Many of our ephemeral experiences, or those lasting for a short time, are the ones that stick with us the longest. Perhaps this feeling is what inspired the founders of ICEHOTEL, Jukkasjärvi, Sweden, when they first started in 1989. ICEHOTEL is just how it sounds — the walls, floors, and ceilings of the hotel are made of natural ice and snow which artists from across the globe use as a canvas for new designs each year. The ice and snow come from one of Europe’s few surviving wild rivers, the Torne, 200 kilometers north of the Arctic Circle. The artists, both new and returning, are carefully selected from hundreds of impressive applicants. Building occurs over a span of two months. Come spring, this part accommodation, part art establishment melts to the ground. “In November, Jukkasjärvi becomes a melting pot of influences, cultures and languages. Everyone comes together to create art – it is a fantastic journey to be a part of,” says the hotel’s Director of Design, Jens Thomas Ivarsson, on the official site. **Below you will find photos of the two most recent hotels to give you an idea of just how much variety and creativity is invested in this magical place. It’s no wonder over 35,000 guests come to stay here every year.**The ICEHOTEL in Jukkasjärvi has been rebuilt each year since 1989. Pictured here is the ICEBAR ‘Boom’ by Wouter Biegelaar, Viktor Tsarski & Maurizio Perron, within a dome-shaped structure next to the hotel with lounge sofas and a large dance floor.
This ‘Hot Type’ suite by John Bark & Charli Kasselbäck features hand-carved letterpress types on one wall and an imprint on the either. The artists used typefaces that have made an impression on their lives — Baskerville, Bodoni, Akzidenz, and Futura.
In ‘7.5 ° Rø,’ Wolfgang-A. Lüchow, Sebastian Andreas Scheller, and Anja Kilian divided the suite into 12 frames, giving the illusion of infinity. Their inspiration, astronomer Ole Christensen Rømer, invented a thermometer with Rø units. Water turns to ice at 7.5° Rø.
The pillars of ‘Spring’ by Wilfred Stijger & Edith Van De Wetering are designed like tree trunks and as the ice melts, their silhouettes can be seen more clearly.
‘Borderland’ by Tomasz Cjazkowski & Eryk Marks was inspired by folk art found upon the wooden houses of their hometown in eastern Poland. It was a very personal project as they introduced the unique designs seen at the villages of their beloved grandparents to visitors at the hotel.
José Carlos Cabello Millán’s ‘Two as One’ suite is all love — the moment in which lovers meet and when they kiss.
A three meter tall beauty made of snow by AnnaSofia Mååg. Mååg specialized in ceramics and ice and snow sculpting.

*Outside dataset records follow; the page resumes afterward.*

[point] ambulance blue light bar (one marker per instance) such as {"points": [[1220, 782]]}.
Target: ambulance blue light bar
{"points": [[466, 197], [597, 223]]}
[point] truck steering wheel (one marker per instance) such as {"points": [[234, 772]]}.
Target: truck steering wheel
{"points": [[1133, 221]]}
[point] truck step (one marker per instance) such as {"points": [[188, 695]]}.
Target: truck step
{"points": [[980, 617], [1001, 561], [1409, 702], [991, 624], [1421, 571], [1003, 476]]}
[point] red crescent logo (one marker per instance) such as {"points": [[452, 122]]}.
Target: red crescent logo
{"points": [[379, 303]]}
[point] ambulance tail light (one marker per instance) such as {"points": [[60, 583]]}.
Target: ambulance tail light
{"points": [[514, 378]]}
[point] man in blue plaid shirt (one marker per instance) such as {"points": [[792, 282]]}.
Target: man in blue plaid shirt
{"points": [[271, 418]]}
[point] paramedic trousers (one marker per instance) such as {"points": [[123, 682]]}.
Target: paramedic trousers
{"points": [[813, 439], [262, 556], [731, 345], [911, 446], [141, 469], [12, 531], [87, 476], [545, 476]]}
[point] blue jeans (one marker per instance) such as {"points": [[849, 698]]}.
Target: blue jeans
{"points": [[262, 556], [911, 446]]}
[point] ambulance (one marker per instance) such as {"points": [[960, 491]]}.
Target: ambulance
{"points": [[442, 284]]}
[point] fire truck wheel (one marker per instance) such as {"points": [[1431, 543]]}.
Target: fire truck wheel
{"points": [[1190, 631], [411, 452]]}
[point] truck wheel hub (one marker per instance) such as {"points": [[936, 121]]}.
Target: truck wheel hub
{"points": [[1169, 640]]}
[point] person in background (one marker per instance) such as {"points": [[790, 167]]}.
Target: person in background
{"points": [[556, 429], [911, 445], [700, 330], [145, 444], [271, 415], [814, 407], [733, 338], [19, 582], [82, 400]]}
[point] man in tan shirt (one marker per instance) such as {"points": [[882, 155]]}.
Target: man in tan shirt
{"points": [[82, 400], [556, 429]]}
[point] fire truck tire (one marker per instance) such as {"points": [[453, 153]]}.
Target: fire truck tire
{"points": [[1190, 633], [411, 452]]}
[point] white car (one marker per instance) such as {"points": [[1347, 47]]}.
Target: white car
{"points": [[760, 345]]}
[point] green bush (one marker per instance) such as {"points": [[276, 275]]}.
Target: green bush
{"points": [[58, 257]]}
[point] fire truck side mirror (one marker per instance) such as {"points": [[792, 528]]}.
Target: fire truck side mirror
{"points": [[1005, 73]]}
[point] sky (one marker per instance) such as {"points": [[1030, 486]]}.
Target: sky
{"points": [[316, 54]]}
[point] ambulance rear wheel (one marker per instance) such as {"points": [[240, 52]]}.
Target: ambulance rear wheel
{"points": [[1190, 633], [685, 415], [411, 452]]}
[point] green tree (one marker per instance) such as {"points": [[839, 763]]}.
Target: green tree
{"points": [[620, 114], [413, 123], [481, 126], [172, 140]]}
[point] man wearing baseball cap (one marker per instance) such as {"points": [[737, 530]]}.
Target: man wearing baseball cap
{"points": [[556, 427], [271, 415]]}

Rob Harding and son Timsam Harding came together to make this ‘Under the Arctic Skin’ art suite which probably won’t be the first choice for those with trypophobia but an impressive room nonetheless. Rob Harding grew up in the subtropical heat of Africa and is fascinated by the ways in which climate dictates everyday life in the Arctic.
Share your love for art history in this suite by AnnaKatrin Kraus & Hans Aescht. The arch is considered one of the most iconic features of the hotel.
Technology and love come together in this suite by Sebastian Scheller & Kristina Möckel. Visitors will find enormous ice pipes and a love barometer on either side of the room.
‘Fractus’ by Anja Kilian and Wolfgang A Lüchow was inspired by science and physics. Sharp, geometric lines work together to symbolize molecules and fractals. The artists consider their work a magnification of the snowflake, a beautiful part of nature we cannot often see up close.
Jose Carlos Cabello Millán and Javier Alvaro Colomino Matassa’ designed the ‘Live your time’ suite to encourage people to capture the sense of now and live each moment to the fullest.
‘Cesare’s Wake’ by Petros Dermatas and Ellie Souti mirrors the 1920’s expressionistic horror film ‘The Cabinet of Dr. Calligari.’ It’s playful, spooky, and emotional all at once. Yes, even in the coldest of regions, there is emotion to be found.
With the ‘Eye’ suite, Nicolas Triboulot and Cédric Alizard present the similarities between ice and crystal. The artists dreamed up waves and sharp angles to create a visual experience for guests.
Luc Voisin and Mathieu Brison drew inspiration from the distinctive, groovy patterns of the 1970s. Their goal is to get people partying as they did in the 70s.
‘Show Me What You Got’ by Tjåsa Gusfors and David Andrén spotlights a gorgeous peacock. The duo wanted to convey the message that you are most beautiful when you are brave and show the world your true colors.